Benarkah semua perempuan melewati fase regret dan guncangan mental setelah melakukan sebuah hubungan untuk pertama kalinya di luar ikatan yang seharusnya? Edward sama sekali tidak tahu. Dia selalu membersamai wanita yang matang dan dewasa, yang sama sekali bukan pertama kalinya melakukan itu.
Dari beberapa hubungan Edward juga, tak ada satu pun yang terlihat menyesali.
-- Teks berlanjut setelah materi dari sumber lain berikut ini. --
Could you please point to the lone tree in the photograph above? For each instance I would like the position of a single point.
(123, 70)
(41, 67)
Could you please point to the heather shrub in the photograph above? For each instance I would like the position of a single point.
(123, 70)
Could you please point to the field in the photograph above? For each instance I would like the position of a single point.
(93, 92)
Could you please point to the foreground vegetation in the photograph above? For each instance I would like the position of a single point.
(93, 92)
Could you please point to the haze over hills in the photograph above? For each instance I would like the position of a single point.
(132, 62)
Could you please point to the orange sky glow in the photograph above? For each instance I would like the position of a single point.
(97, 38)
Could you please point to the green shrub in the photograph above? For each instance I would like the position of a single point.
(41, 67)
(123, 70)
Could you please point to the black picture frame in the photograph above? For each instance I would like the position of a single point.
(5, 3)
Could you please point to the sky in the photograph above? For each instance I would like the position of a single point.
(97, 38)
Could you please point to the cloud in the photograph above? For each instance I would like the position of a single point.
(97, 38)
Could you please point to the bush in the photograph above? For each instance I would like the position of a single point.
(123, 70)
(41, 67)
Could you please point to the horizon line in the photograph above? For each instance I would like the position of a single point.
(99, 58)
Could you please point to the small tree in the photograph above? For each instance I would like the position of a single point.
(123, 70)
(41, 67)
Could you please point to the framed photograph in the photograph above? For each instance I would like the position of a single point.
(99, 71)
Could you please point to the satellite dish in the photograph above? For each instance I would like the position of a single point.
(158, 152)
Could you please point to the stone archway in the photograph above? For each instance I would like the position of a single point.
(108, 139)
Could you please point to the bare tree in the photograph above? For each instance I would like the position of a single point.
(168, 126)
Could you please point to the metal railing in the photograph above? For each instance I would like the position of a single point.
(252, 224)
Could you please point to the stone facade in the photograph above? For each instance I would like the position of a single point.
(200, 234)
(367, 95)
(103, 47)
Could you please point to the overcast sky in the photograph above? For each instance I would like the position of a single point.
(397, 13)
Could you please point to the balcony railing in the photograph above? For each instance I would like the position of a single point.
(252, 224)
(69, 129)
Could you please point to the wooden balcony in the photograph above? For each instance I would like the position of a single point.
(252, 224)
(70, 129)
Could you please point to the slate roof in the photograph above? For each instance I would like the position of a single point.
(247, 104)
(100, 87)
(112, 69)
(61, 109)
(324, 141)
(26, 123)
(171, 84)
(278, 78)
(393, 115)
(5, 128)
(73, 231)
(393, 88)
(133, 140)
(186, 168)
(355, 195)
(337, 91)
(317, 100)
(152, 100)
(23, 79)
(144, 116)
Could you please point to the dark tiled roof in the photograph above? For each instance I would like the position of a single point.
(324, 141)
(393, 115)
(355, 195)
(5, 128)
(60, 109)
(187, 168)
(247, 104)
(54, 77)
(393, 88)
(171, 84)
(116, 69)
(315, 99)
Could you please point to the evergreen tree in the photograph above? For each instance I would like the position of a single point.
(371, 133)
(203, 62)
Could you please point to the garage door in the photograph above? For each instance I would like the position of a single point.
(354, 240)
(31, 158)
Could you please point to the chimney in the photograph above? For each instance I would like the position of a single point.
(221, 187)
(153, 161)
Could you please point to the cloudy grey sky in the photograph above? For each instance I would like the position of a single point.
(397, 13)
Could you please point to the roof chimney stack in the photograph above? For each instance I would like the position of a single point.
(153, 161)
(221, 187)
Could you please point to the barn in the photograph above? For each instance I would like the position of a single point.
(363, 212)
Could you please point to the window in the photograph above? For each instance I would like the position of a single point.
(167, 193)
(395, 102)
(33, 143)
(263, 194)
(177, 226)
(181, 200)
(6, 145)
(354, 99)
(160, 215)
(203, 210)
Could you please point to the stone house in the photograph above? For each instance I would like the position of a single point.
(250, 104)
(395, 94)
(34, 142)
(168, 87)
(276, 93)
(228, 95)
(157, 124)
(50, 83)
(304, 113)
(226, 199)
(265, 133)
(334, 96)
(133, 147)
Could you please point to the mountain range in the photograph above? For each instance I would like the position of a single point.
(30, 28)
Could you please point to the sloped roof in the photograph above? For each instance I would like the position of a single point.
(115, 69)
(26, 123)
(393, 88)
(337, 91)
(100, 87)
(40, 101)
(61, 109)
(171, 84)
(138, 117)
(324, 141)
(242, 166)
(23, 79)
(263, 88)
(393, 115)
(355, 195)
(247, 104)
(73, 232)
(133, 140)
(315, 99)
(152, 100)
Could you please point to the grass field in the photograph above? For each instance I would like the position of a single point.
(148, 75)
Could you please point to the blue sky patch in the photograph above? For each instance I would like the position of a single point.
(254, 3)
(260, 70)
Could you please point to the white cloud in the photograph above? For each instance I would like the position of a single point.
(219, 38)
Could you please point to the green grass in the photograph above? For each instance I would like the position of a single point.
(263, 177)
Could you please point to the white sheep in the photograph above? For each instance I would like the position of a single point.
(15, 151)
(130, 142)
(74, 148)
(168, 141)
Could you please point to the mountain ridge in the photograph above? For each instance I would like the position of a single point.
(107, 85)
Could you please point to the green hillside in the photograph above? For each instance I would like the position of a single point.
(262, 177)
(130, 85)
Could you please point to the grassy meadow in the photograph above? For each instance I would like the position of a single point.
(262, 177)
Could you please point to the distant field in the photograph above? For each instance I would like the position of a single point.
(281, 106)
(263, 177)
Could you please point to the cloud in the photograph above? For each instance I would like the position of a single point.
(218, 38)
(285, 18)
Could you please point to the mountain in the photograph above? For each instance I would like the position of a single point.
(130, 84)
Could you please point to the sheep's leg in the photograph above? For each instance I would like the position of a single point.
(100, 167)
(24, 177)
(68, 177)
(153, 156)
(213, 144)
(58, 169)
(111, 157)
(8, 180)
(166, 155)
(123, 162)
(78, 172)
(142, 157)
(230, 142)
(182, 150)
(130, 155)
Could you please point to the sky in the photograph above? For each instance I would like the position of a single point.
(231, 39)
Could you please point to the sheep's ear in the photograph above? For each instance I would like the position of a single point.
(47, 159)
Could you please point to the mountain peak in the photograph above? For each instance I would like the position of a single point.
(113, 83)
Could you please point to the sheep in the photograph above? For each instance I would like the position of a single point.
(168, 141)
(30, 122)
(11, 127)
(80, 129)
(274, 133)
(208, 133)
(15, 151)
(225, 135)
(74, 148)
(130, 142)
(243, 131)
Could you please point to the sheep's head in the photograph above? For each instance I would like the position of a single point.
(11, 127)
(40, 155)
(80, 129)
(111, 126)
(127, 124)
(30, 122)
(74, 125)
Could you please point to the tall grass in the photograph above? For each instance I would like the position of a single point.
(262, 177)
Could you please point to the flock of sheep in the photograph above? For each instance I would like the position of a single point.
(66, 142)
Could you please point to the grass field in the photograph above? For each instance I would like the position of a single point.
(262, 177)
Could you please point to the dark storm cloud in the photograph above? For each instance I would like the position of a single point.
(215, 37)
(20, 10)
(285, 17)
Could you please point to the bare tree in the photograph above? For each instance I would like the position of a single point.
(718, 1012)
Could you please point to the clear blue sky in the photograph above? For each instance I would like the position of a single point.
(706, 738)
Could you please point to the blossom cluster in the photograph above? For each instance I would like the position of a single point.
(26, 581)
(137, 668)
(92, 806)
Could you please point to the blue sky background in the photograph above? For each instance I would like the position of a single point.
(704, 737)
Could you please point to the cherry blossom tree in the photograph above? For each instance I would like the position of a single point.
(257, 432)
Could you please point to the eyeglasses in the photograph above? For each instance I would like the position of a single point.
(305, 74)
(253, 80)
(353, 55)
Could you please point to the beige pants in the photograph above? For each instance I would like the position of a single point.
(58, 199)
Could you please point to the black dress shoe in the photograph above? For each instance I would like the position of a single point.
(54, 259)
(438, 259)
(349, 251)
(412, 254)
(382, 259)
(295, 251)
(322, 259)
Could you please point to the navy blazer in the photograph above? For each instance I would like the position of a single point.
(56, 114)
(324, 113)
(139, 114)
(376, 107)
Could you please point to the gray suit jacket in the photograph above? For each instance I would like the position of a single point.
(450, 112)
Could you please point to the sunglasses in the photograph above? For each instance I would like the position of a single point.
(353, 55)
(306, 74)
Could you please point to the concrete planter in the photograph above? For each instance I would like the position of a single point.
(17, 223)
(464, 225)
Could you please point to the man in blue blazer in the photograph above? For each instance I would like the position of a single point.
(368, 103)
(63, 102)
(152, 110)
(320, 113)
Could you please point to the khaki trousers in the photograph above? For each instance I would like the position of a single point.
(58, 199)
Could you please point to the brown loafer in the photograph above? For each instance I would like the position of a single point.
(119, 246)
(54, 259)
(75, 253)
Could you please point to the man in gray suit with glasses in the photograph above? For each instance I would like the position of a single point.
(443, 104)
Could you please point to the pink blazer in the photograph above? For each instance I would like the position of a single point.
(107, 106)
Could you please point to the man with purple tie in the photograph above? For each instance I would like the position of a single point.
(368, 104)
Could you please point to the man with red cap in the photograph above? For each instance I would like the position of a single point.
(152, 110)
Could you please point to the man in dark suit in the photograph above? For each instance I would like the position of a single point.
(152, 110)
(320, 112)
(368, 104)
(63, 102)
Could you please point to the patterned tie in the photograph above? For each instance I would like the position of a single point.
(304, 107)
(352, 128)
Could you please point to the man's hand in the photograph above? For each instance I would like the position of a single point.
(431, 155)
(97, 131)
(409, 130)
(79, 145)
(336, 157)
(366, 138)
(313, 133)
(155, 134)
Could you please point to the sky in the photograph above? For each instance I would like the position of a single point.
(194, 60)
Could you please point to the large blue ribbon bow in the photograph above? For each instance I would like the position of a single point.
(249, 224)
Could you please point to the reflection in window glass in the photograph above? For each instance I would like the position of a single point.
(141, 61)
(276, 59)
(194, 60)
Mereka enjoy dan tidak menuntut banyak pada Edward bahkan setelah hubungan berakhir.
"Dan sebenernya ... laki-laki juga sama. Sebagian laki-laki," lanjut Ogi. Dia menoleh ke Edward yang terlihat berpikir keras. Sengaja, agar Edward meresapi penyesalan lelaki itu saat pertama kali melepas dirinya untuk seorang wanita. Meski tidak dikatakan, tapi Ogi tau ada setitik penyesalan di hati Edward juga, saat dulu. Biar bisa memosisikan diri sebagai Zia. Apa aja caranya, Ogi akan lakukan.
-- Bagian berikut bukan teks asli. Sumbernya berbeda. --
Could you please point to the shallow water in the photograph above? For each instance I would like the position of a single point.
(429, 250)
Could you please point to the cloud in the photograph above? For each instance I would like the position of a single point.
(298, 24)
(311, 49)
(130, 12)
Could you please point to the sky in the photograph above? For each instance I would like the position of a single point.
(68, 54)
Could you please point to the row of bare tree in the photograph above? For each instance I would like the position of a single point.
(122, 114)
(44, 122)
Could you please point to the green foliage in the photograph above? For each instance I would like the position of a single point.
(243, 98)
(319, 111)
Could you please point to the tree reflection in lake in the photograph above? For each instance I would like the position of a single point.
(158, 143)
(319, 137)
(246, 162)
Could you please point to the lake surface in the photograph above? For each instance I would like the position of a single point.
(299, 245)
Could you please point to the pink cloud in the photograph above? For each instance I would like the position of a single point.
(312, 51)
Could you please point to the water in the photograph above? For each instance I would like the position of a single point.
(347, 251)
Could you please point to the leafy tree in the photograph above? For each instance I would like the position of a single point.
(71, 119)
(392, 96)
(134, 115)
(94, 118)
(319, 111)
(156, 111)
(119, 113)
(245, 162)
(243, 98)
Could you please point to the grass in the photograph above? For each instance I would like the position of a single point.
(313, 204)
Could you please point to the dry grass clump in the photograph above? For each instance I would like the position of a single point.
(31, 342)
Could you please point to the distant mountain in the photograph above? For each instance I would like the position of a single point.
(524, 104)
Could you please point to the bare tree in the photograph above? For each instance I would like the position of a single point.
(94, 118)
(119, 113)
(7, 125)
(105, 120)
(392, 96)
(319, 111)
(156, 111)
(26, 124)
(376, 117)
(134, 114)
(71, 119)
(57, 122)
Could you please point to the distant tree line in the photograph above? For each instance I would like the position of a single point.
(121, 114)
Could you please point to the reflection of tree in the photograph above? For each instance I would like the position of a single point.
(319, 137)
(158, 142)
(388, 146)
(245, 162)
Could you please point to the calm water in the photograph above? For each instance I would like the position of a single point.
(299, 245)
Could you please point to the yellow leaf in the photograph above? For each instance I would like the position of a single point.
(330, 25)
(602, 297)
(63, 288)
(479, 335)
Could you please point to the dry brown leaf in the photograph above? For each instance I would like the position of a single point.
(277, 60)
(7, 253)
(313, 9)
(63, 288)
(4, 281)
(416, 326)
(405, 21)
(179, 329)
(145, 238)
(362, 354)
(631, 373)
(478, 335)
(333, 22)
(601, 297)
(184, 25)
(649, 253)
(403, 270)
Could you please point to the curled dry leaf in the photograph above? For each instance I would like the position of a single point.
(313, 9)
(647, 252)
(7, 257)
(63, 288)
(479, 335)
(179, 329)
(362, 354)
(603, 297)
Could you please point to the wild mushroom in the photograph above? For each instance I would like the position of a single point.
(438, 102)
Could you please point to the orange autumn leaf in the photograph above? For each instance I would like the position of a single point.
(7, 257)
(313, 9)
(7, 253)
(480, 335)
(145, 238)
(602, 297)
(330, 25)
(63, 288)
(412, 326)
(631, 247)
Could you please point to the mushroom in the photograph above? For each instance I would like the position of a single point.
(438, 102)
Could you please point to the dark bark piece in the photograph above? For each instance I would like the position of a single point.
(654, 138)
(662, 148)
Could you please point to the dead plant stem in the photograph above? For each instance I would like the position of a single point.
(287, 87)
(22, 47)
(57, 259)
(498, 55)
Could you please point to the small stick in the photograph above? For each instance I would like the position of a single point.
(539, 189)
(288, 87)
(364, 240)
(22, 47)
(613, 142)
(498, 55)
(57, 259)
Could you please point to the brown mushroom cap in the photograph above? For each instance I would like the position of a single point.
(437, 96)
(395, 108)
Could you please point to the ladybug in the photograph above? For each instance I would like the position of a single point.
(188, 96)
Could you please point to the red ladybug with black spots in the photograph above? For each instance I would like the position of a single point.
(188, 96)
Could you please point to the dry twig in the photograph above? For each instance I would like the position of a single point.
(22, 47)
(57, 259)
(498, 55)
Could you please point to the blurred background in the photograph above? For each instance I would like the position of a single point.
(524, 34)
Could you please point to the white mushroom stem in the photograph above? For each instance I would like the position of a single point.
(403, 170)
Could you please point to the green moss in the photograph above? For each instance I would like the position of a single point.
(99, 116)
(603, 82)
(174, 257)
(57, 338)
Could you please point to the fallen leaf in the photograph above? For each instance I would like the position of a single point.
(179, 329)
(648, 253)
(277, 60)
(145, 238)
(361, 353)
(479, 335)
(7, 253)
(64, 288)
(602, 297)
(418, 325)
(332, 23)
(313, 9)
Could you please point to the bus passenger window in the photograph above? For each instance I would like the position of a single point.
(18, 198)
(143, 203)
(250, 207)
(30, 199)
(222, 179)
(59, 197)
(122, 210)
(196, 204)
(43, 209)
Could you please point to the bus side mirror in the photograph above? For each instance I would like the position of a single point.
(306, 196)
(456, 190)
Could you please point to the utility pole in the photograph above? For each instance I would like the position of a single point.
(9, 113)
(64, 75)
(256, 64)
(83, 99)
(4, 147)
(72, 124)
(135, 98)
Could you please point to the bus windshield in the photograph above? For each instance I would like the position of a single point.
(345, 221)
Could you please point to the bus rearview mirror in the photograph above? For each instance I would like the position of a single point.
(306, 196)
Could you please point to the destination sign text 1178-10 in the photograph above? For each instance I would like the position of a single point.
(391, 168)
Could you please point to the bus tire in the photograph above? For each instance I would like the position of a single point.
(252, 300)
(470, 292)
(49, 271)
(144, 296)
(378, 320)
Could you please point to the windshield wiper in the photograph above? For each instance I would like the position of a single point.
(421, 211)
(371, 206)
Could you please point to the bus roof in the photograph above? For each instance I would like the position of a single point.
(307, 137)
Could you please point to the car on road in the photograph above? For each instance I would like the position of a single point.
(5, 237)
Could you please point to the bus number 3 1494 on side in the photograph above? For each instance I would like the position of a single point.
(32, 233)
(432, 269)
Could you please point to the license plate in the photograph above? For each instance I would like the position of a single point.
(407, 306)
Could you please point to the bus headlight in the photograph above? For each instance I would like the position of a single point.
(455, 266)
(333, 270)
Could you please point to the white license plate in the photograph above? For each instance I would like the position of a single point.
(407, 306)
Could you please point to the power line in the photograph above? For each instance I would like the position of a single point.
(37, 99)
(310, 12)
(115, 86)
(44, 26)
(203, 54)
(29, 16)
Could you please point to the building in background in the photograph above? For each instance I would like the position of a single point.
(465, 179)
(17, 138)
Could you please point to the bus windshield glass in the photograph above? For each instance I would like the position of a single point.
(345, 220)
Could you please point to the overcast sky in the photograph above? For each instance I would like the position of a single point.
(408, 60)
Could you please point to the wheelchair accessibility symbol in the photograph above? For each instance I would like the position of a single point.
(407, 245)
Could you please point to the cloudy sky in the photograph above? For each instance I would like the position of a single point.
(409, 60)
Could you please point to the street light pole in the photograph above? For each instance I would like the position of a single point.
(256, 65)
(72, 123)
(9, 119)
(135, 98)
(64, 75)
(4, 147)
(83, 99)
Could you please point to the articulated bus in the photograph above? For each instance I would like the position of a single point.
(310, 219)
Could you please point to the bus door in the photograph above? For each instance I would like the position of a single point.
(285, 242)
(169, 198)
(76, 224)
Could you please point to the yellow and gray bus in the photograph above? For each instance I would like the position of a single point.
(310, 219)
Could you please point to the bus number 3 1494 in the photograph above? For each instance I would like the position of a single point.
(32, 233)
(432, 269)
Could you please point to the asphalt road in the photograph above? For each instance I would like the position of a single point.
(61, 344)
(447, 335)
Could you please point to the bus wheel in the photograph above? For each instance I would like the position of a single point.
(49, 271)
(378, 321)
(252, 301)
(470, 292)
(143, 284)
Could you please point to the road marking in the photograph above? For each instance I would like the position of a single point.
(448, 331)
"Lo bener," gumam Edward. Sekarang paham maksud Ogi. Karena saat diingat-ingat, kayaknya dia juga pernah nyesel walaupun bentar. Nyeselnya di awal aja, tapi namanya udah pernah ngerasain, begitu dipancing jelas mau-mau aja. Terlanjur nyebur, pikirnya.
"Cewek bisa sejuta kali lipat posesifnya kalo udah pernah lo tidurin. Lo ngapain aja berasa salah. Cemburunya gila-gilaan. Kalo lakinya nggak pinter nge-treat, ujungnya ribut doang terus ditinggalin. Yang kena mentalnya siapa? Cewek."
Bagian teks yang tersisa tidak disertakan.